2. Jérémie a écrit les premières Kinot
Le terme « Kinot » est parfois utilisé pour désigner le Livre des Lamentations, composé par le prophète Jérémie.2 Ce livre scriptural en cinq chapitres contient les prophéties de Jérémie sur la destruction du Premier Temple et le massacre ainsi que l’exil des Juifs de Jérusalem, événements dont il fut finalement témoin direct. Cependant, les Lamentations sont plus couramment connues en hébreu sous le nom de « Eikha », le premier mot du livre.
3. Le soir, nous commençons par Lamentations
Le soir de Ticha Beav, après la prière de Maariv, nous commençons par réciter le Livre des Lamentations. En général, un membre de la congrégation dirige la récitation avec une mélodie plaintive, entonnant les versets à haute voix, tandis que l’assemblée lit en chuchotant. La lecture des Lamentations est suivie d’une sélection de Kinot.
4. Nous nous asseyons comme des endeuillés
À Ticha Beav, nous sommes tous des endeuillés, pleurant les tragédies collectives qui ont frappé notre nation. En signe de deuil, nous évitons de nous asseoir sur des chaises ordinaires depuis le début du jeûne jusqu’à la mi-journée.3 Les Kinot sont donc récitées en étant assis sur une chaise basse, un tabouret ou un tapis – une scène inhabituelle dans une synagogue.

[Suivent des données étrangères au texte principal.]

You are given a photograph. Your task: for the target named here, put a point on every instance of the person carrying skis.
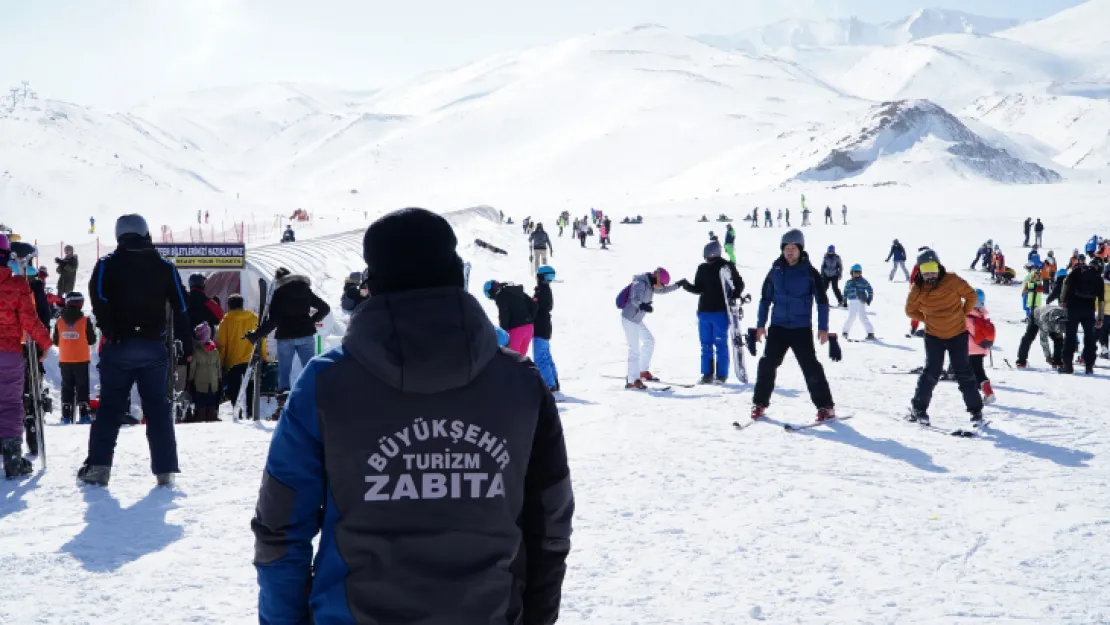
(787, 299)
(542, 340)
(730, 243)
(516, 313)
(541, 243)
(713, 312)
(637, 298)
(18, 322)
(980, 339)
(73, 335)
(942, 301)
(898, 254)
(130, 291)
(858, 293)
(424, 360)
(831, 271)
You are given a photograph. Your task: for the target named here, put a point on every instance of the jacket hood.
(426, 341)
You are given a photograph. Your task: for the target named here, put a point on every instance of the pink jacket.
(972, 349)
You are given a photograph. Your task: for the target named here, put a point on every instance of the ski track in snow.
(680, 518)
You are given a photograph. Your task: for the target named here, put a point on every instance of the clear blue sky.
(113, 53)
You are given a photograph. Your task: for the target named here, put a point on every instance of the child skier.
(204, 375)
(980, 339)
(516, 313)
(74, 334)
(713, 312)
(541, 342)
(858, 293)
(635, 302)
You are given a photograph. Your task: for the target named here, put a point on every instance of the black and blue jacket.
(433, 467)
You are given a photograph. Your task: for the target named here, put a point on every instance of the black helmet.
(712, 250)
(131, 224)
(794, 238)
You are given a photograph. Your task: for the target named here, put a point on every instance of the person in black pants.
(791, 286)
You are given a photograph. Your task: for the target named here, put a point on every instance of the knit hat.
(411, 249)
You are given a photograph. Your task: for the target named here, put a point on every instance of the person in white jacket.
(641, 342)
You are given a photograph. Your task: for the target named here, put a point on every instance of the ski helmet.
(712, 250)
(793, 238)
(131, 224)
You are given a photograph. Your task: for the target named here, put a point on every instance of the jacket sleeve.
(288, 514)
(548, 508)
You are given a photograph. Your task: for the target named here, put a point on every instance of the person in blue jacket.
(788, 293)
(431, 463)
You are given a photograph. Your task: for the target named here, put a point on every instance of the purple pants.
(11, 395)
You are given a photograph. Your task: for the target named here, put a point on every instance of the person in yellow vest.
(74, 334)
(234, 350)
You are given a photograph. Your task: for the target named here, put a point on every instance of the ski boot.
(14, 464)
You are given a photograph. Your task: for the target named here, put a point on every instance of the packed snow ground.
(679, 517)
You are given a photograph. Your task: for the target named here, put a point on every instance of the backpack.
(623, 296)
(982, 332)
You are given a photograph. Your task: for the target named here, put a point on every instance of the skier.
(1050, 321)
(204, 386)
(74, 334)
(713, 312)
(235, 349)
(791, 285)
(201, 308)
(541, 243)
(637, 302)
(420, 349)
(17, 321)
(293, 311)
(130, 290)
(1082, 298)
(516, 313)
(831, 271)
(67, 271)
(541, 342)
(942, 302)
(898, 254)
(858, 293)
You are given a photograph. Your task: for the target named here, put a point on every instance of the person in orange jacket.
(74, 334)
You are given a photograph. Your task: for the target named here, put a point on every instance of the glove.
(834, 349)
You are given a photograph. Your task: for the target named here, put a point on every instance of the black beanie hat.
(411, 249)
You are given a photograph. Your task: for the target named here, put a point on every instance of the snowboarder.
(516, 313)
(130, 290)
(898, 255)
(831, 271)
(980, 339)
(942, 301)
(541, 342)
(791, 286)
(541, 243)
(420, 349)
(713, 312)
(17, 320)
(74, 335)
(637, 303)
(858, 293)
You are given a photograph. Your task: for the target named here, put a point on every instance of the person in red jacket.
(17, 319)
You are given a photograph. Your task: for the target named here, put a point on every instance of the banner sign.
(210, 255)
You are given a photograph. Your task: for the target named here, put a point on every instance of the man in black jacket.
(440, 489)
(131, 289)
(294, 311)
(1082, 294)
(713, 311)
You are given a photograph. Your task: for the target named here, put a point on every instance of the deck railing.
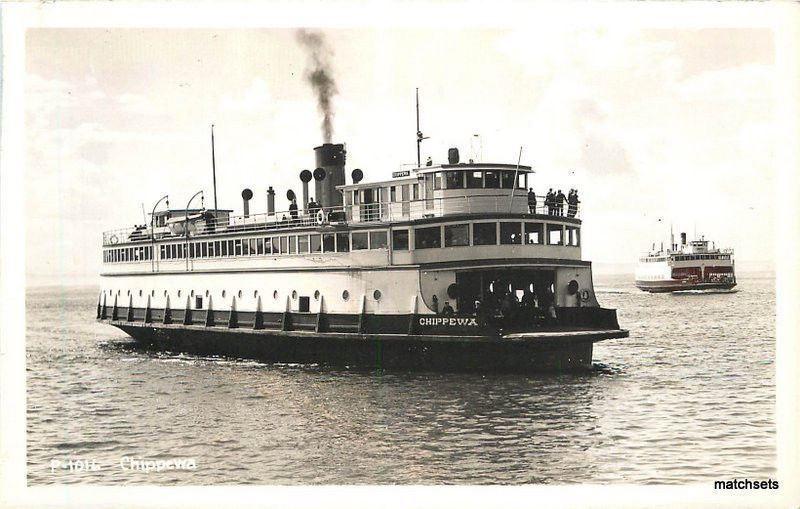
(354, 213)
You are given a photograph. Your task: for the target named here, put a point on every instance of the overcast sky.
(651, 126)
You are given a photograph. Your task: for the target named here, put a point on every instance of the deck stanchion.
(362, 316)
(258, 319)
(320, 313)
(114, 310)
(209, 313)
(187, 315)
(130, 308)
(232, 318)
(147, 313)
(167, 318)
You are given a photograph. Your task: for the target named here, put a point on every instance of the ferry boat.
(689, 266)
(443, 267)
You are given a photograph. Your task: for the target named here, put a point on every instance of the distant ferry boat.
(688, 266)
(443, 267)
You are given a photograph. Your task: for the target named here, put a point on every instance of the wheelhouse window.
(484, 234)
(454, 179)
(511, 233)
(534, 233)
(360, 241)
(342, 242)
(400, 240)
(426, 238)
(555, 235)
(456, 235)
(475, 179)
(378, 240)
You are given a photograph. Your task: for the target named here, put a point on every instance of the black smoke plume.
(319, 74)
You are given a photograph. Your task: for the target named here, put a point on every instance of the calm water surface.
(689, 397)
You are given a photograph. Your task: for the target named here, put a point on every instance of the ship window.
(378, 240)
(534, 233)
(454, 179)
(555, 235)
(474, 179)
(456, 235)
(507, 179)
(484, 234)
(573, 236)
(342, 242)
(360, 241)
(426, 238)
(400, 240)
(328, 243)
(302, 244)
(316, 243)
(511, 233)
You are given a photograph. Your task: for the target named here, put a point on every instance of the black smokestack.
(320, 75)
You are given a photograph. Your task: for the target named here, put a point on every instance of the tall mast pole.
(419, 133)
(213, 167)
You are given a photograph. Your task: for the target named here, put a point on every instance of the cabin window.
(474, 179)
(484, 234)
(302, 244)
(378, 240)
(573, 236)
(507, 179)
(426, 238)
(534, 233)
(316, 243)
(342, 242)
(454, 179)
(492, 179)
(360, 241)
(456, 235)
(511, 233)
(328, 243)
(400, 240)
(555, 235)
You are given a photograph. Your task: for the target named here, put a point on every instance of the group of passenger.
(554, 202)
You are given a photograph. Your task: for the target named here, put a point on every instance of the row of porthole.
(345, 294)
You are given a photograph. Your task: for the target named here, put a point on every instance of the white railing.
(357, 213)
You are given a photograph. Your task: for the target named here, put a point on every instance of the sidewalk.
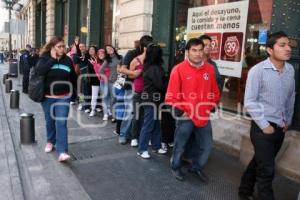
(101, 168)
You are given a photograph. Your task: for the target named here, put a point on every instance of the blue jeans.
(56, 113)
(106, 96)
(150, 130)
(126, 123)
(86, 87)
(201, 147)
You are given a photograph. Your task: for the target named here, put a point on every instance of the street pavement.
(101, 168)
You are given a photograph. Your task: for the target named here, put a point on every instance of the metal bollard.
(27, 130)
(14, 99)
(5, 77)
(8, 85)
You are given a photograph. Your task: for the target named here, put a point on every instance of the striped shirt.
(270, 95)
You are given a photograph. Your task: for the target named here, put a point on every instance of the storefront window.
(258, 25)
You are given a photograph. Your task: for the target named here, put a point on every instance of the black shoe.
(177, 173)
(245, 197)
(203, 178)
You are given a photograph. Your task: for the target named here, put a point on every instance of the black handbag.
(36, 88)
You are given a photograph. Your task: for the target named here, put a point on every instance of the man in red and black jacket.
(192, 92)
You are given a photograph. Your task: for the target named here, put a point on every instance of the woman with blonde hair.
(60, 78)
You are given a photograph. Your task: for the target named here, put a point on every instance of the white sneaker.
(49, 147)
(80, 107)
(144, 154)
(98, 110)
(63, 157)
(171, 144)
(105, 118)
(164, 146)
(92, 114)
(160, 151)
(134, 143)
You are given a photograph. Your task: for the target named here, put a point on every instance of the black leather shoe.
(203, 178)
(245, 197)
(178, 174)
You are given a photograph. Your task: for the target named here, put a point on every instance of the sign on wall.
(226, 25)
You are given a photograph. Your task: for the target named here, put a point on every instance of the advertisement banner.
(226, 24)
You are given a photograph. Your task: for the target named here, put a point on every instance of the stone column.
(135, 21)
(50, 19)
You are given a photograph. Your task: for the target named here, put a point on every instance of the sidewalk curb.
(41, 176)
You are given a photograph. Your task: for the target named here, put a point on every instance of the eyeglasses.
(60, 46)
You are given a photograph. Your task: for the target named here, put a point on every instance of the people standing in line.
(82, 62)
(103, 79)
(269, 99)
(192, 92)
(112, 60)
(151, 98)
(94, 81)
(34, 57)
(24, 61)
(56, 66)
(135, 73)
(73, 52)
(125, 130)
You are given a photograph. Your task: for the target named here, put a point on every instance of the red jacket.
(194, 91)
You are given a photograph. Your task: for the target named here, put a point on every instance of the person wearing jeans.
(269, 99)
(56, 67)
(202, 146)
(151, 98)
(106, 99)
(193, 93)
(94, 81)
(111, 62)
(56, 112)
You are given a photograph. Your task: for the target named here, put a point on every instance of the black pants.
(168, 126)
(261, 168)
(138, 116)
(86, 87)
(25, 80)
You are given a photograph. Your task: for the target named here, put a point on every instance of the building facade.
(121, 22)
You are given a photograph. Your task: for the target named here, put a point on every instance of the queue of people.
(135, 92)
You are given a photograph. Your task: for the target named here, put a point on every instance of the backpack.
(36, 88)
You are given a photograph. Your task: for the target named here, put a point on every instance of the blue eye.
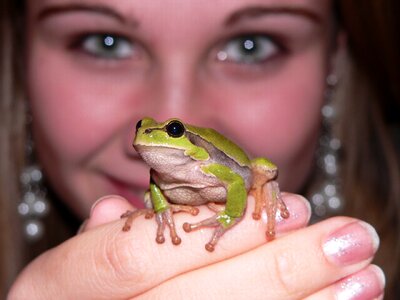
(107, 46)
(250, 49)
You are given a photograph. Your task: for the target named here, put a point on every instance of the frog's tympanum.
(190, 166)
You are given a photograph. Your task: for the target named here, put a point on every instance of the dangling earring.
(33, 206)
(325, 196)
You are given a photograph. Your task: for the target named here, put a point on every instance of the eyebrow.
(258, 11)
(80, 7)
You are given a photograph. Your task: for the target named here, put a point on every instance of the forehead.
(209, 9)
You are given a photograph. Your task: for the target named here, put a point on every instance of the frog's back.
(221, 143)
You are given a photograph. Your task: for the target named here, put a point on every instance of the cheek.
(74, 112)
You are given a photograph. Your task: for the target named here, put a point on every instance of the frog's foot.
(221, 221)
(269, 198)
(132, 215)
(215, 207)
(166, 218)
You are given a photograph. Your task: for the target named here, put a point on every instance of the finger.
(106, 210)
(292, 267)
(106, 263)
(369, 283)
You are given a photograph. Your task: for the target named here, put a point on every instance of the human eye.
(106, 46)
(248, 49)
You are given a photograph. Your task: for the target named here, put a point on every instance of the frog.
(192, 166)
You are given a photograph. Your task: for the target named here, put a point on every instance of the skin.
(83, 137)
(84, 110)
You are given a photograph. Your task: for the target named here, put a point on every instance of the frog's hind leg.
(266, 192)
(274, 203)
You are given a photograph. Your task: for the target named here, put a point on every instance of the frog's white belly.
(181, 178)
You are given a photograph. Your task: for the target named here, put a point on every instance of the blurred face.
(254, 70)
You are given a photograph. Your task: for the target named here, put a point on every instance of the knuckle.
(123, 261)
(283, 274)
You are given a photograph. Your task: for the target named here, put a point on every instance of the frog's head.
(168, 140)
(170, 133)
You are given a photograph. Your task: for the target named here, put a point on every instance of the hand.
(105, 263)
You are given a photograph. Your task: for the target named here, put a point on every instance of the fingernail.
(352, 243)
(367, 284)
(82, 227)
(100, 200)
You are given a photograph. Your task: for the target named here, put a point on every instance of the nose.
(138, 125)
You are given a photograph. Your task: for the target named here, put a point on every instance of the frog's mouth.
(161, 156)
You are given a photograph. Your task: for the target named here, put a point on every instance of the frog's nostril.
(138, 125)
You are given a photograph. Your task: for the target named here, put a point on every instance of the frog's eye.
(138, 125)
(175, 129)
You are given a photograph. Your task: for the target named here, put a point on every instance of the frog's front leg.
(235, 204)
(157, 203)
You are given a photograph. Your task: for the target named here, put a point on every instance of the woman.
(94, 68)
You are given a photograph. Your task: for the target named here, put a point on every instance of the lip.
(132, 192)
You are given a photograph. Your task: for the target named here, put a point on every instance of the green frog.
(191, 166)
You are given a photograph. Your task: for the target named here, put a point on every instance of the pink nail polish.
(352, 243)
(366, 284)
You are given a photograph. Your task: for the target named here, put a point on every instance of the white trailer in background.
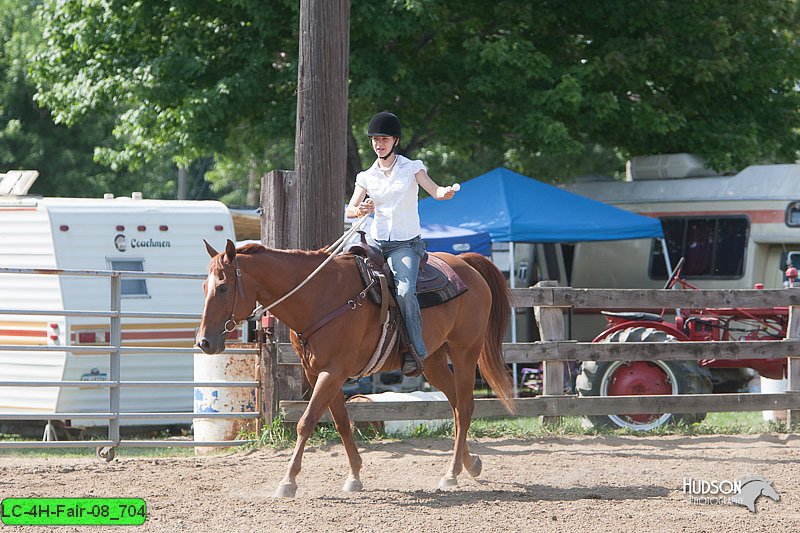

5. Elles furent composées par plusieurs auteurs
Les Kinot sont l’œuvre de nombreux paytanim (auteurs de poèmes liturgiques classiques). Certains de ces paytanim sont bien connus, d’autres ne sont connus que par leur nom, et certains sont anonymes. Parmi les auteurs les plus célèbres figurent Rabbi Eléazar Hakalir, dont les Kinot représentent presque la moitié des élégies traditionnellement récitées à Tichea Beav ; Rabbi Méir de Rothenburg ; Rabbi Yehouda Halevi ; et Rabbi Salomon ibn Gabirol.
6. Certaines commémorent d’autres tragédies
Plus de 45 Kinot sont traditionnellement récitées à Ticha Beav, dont beaucoup décrivent la destruction des Saints Temples et la décimation de Jérusalem. Cependant, un pourcentage significatif de celles-ci commémore d’autres tragédies survenues plus tard dans l’histoire.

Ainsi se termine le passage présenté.